1

I'm confused about how one might supposedly bypass the final subtraction of the modulus in radix-2 montgomery modular multiplication, when used in a modular exponentiation algorithm. The following two papers put forward the conditions for bypassing the subtraction.

I don't understand exactly what is required in terms of the "preprocessing and postprocessing" to eliminate the need for the repetitive subtraction of the modulus at the end of the montgomery multiplication.

My understanding after reading the above papers is that, to eliminate the final subtractions, you must:

  1. Zero-extend each input operand to the modular exponentiation by two

    e.g. new[2049 downto 0]  = (0, 0, old[2047 downto 0]) 
    
  2. Increase the loop bound inside the Montgomery multiplications by two, such that two more iterations of the loop are executed

I've made these modifications to a working algorithm, however the results are not as I expect and I do not understand why. Therefore, I assume I am misinterpreting something in these papers, or leaving out a critical step.

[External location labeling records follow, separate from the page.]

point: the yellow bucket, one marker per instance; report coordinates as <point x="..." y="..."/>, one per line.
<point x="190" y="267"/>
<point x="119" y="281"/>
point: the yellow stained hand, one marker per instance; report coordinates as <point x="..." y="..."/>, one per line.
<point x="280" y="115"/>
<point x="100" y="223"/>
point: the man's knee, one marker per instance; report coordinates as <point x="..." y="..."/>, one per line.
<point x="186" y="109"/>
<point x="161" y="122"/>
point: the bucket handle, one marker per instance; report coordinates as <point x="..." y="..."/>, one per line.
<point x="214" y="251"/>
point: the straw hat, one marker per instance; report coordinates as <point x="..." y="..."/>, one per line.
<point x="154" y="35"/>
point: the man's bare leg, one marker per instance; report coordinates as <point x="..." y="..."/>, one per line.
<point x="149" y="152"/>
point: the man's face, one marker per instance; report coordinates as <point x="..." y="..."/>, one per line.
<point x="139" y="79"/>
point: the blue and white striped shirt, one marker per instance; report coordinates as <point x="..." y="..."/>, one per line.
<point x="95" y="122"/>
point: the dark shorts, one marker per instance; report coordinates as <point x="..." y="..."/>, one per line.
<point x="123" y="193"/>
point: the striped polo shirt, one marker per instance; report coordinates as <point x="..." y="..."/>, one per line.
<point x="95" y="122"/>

Let us refer to my (working) radix-2 montgomery modular exponentiation function in (C-like pseudocode). Note that I have extended the operand width by two most-significant zero digits (just to make sure I'm not overflowing). They used to only be 2048 bits.

let NUM_BITS = 2048
let rsaSize_t be a 2050-bit vector type

// Montgomery multiplication: outData = XYr^(-1) modulo M,     
// where the radix r=2^n    (n=NUM_BITS) 
function montMult( rsaSize_t X,       // Multiplier
                   rsaSize_t Y,       // Multiplicand
                   rsaSize_t M,       // Modulus
                   rsaSize_t outData) // Result
{
    rsaSize_t S = 0;  // Running sum

    for (i=0; i<NUM_BITS; i++)
    {
        if (X.bit(i)==1) // Check ith bit of X
            S += Y;

        if (S.bit(0)==1) // check LSB of S
            S += M;

        S = S >> 1;   // Rightshift 1 bit
    }

    // HERE IS THE FINAL SUBTRACTION I WANT (NEED) TO AVOID
    if (S >= M)
    {
        S -= M;
    }

    outData = S.range(NUM_BITS-1,0);
}


//  montgomery modular exponentiation using square and multiply algorithm
//  computes  M^e modulo n, where we precompute the transformation of the 
//  base and running-partial sum into the montgomery domain 
function rsaModExp( rsaSize_t e,     // exponent 
                    rsaSize_t n,     // modulus
                    rsaSize_t Mbar,  // precomputed: montgomery residue of the base w.r.t. the radix--> (2^2048)*base mod n 
                    rsaSize_t xbar,  // precomputed: montgomery residue of 1  w.r.t. the radix--> 2^2048 mod n                 
                    rsaSize_t *out)  // result
{
    for (i=NUM_BITS-1; i>=0; i--)
    {
        montMult(xbar, xbar, n, xbar); // square
        if (e.bit(i)==1) 
            montMult(Mbar, xbar, n, xbar); // multiply
    }

    // undo montgomery transform
    montMult(xbar, 1, n, out);
}

Am I missing something in the papers? I do not believe this is an implementation error, as my code matches exactly what is put forth in the papers. I believe that I might be a conceptual error. Any and all help appreciated.

Thanks!

asmvolatile
  • 161
  • 4

1 Answers1

1

The problem was that there was one additional thing I left out....if I'm increasing the loop iteration count and the number of bits from 2048 to 2050, then I had to choose a new R to satisfy the preconditions of Walter's optimization.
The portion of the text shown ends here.